Additionally, what would be the most suitable index to use on the tables involved, particularly on start_date, birth_number, and disability_id, to ensure this query runs as quickly as possible?
Script for tables :
CREATE TABLE p_disabilities (
id_disability CHAR(6) NOT NULL PRIMARY KEY,
birth_number CHAR(11) NOT NULL,
start_date DATE NOT NULL,
end_date DATE NOT NULL,
disability_id NUMBER NOT NULL );
CREATE TABLE p_disability_type (
disability_id NUMBER NOT NULL,
disability_name VARCHAR2(50) );
Try to avoid applying functions on columns in the WHERE
clause. When working with date/time ranges we usually use an inclusive lower and an exclusive upper limit.

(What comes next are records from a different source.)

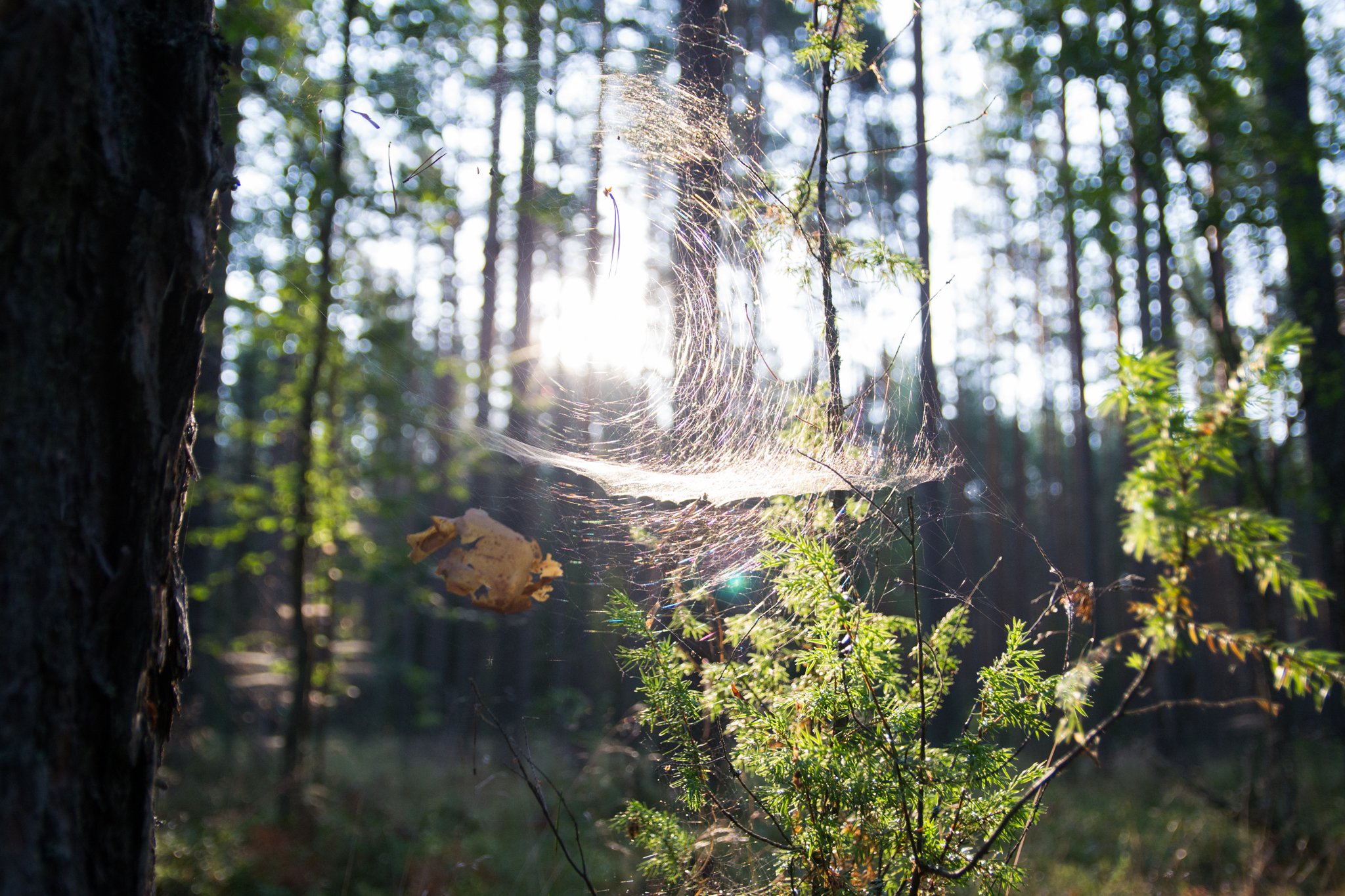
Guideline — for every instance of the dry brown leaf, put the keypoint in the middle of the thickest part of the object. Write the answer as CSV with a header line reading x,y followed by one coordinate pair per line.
x,y
432,539
493,565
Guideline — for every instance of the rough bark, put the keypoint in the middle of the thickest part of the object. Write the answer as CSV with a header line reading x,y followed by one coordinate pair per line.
x,y
108,172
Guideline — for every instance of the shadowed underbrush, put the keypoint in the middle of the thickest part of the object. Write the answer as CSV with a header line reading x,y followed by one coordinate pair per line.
x,y
412,819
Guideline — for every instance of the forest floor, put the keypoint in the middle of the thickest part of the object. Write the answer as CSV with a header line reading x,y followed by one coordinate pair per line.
x,y
413,817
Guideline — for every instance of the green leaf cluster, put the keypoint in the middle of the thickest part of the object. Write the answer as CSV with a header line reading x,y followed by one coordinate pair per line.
x,y
801,731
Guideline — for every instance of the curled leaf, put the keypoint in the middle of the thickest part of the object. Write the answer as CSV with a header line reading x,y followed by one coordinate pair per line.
x,y
491,563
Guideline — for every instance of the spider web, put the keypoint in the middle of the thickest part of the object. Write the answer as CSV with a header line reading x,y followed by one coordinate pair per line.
x,y
688,453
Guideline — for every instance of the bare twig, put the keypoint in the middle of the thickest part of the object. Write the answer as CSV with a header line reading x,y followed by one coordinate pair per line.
x,y
426,165
529,771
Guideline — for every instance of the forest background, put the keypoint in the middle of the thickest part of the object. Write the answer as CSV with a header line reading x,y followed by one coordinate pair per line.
x,y
440,223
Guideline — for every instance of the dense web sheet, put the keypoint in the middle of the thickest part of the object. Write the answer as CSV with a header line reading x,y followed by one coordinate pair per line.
x,y
707,431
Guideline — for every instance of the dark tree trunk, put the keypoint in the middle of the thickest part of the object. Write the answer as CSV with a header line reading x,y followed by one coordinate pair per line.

As to the birth number substring: there is no way to avoid using SUBSTR
of course. (But second/third digit should be SUBSTR(birth_number, 2, 2)
if I am not mistaken.)
The query would then look like this:
SELECT
dt.disability_name,
SUM(CASE WHEN TO_CHAR(d.start_date, 'IW') = '01' THEN 1 ELSE 0 END) AS first_week,
SUM(CASE WHEN TO_CHAR(d.start_date, 'IW') = '02' THEN 1 ELSE 0 END) AS second_week,
SUM(CASE WHEN TO_CHAR(d.start_date, 'IW') = '03' THEN 1 ELSE 0 END) AS third_week,
SUM(CASE WHEN TO_CHAR(d.start_date, 'IW') = '04' THEN 1 ELSE 0 END) AS fourth_week
FROM p_disabilities d
JOIN p_disability_type dt ON dt.disability_id = d.disability_id
WHERE d.start_date >= DATE '2018-01-01'
AND d.start_date < DATE '2018-02-01'
AND TO_NUMBER(SUBSTR(d.birth_number, 2, 2)) >= 51
GROUP BY dt.disability_name
ORDER BY dt.disability_name;
The most selective column in the WHERE
clause is the start_date, where you pick a single month from the whole table. The birth_number substring is less selective, because you accept half of the possible values. So, an appropriate index would look like this:
CREATE INDEX idx ON p_disabilities (start_date, TO_NUMBER(SUBSTR(d.birth_number, 2, 2)));
This is a function index including a calculated value that we index. An alternative would be a computed column:
ALTER TABLE p_disabilities ADD sex AS (CASE WHEN TO_NUMBER(SUBSTR(birth_number, 2, 2)) >= 51 THEN 'f' ELSE 'm' END);
Then index that and use it in the query, which I find much more readable.
You can include columns at the end of the index that you want to use in the query, starting with the id_disability for the join and TO_CHAR(d.start_date, 'IW')
for the conditional aggregation. The index may then look like this:
CREATE INDEX idx ON p_disabilities (start_date, sex, disability_id, TO_CHAR(start_date, 'IW'));
A note on the dates/weeks: While using the ISO week is a great approach for many scenarios, I don't see it appropriate here, because the first ISO week can start in the previous year, and by looking at January only, you may end up with a four-day week. Consider changing this somehow (e.g. by looking at January 1-7, 8-14, ... instead).